The typical use of the FORTA scheme would address general practitioners who receive multiple medication advices from different medical specialities for their patients; this is sometimes termed “additive medicine”. They would then synthesize the recommendations into a rank order of drugs that they could—with some rational judgment on top of the scheme—use to cut the list short. If important drugs are lacking, they would add important drugs known to really help older people. All this can be done within 10-15 min which seems to be not too much time to be spent on a challenging, complex older patient who otherwise may cause more trouble and consume more time due to complications.
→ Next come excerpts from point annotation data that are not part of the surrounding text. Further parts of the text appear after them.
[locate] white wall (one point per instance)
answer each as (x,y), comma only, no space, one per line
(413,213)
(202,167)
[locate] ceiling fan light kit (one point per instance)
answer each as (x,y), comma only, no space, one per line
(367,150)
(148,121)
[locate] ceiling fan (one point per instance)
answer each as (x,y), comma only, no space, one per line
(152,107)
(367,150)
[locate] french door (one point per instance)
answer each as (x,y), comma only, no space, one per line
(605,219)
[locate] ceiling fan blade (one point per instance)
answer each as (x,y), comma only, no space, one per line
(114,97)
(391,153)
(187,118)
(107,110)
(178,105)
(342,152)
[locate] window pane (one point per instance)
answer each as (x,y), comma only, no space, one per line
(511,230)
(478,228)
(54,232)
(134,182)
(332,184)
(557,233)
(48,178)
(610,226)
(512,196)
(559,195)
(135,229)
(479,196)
The outcome is a medication scheme that is optimized and individualized to meet the requirements of older people by both avoiding harmful drugs, but also ensuring their participation in the great benefits of a growing number of drugs known to help older people. Its application requires knowledge on the patient to be treated as an individual, but comes with the charm of simplicity.
The FORTA list is being updated, a comparison of European FORTA lists for several countries is under way, and further clinical tests are planned to further support the usefulness of this new principle in other clinical settings e.g. in general practices or nursing homes.
[1] Wehling, M., Burkhardt, H., Kuhn-Thiel, A., Pazan, F., Throm, C., Weiss, C., Frohnhofen, H.
VALFORTA: a randomized trial to validate the FORTA (Fit fOR The Aged) classification.
Age Ageing Jan 18, 2016, doi: 10.1093/ageing/afv200 [Epub ahead of print]
Not at all sure this is the answer, it risks emulating the classic Monty Sketch of the “Royal Society for put things on top of other things”. I think Pharmacists working with primary care and various specialists are the solution but hey community pharmacist’s only get fees for prescribing. Therein lies an opportunity……….get rid of a perverse incentive and replace with a professional fee.